日替わりで美味しいおやつを頬張りながら、女の子どうしのお喋りに花が咲く。


お千ちゃんと小鈴ちゃんは島原女子高校の、私は薄桜学園の生徒。

男子ばかりの学校に通う私にとって、彼女らと過ごす放課後の時間は、かけがえのないオアシスなんだよね。



女子高生が口にする話題といえば、まず一般的には、異性との恋バナだろう。

しかし。

私たちが好んでとりあげ、盛り上がる内容というのは……



『BL』


いわゆるボーイズ・ラブ、だ。


幸い、私の周りにはイケメンの先生方やら先輩たちが複数存在する。

彼らをモデルに、脳内で様々な妄想を繰り広げては幸せな気分に浸っていた私が、それをマンガという形で表現し始めるまでに、そう時間はかからなかった。


想像して楽しむのは、土方先生が受けであれば、お相手は誰でも可。

だが、手作りのコピー本は今のところすべて、原田先生×土方先生で作成している。

読者である島原女子の皆さんに、そのカップリングが一番喜ばれるのだ。


描く自分も、読んでくれる読者さんも、みんなが幸せになれる――

そんな作品を生み出すことを目標に、近所のコンビニのコピー機を駆使し、今までに、12〜20ページほどのコピー誌を何冊か作った。
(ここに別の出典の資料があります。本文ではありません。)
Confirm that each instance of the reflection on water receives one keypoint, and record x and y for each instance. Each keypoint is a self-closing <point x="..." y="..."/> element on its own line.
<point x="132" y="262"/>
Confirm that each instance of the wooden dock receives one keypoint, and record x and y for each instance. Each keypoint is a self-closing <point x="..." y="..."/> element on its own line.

丹誠込めたそれらのほとんどは、お千ちゃんと小鈴ちゃん、それから、彼女らのお友達にお嫁入りしていったのだった。





そんなある日のこと。
担任の原田先生から、放課後、体育科教官室に来るように、と呼び出された。


提出物はきちんと出してるし、居眠りしてる教科もないし…まあ、大した用じゃないよね。

何の心当たりもなく、のほほんとドアをノックした私を、この後あんな悲劇が襲うなんて、誰が想像できただろう。



「お、来たか」


立ち上がった原田先生は、私の方に歩み寄ってきた。


「これ、おまえが描いたんだよな?」

「…………へ?」


いきなりの直球!!

原田先生の手にしている冊子を認識した途端、私は声にならない叫びを上げた。


「(ひいい〜!?)ちょっ…なっ……それっ…」


背筋を冷や汗が流れる。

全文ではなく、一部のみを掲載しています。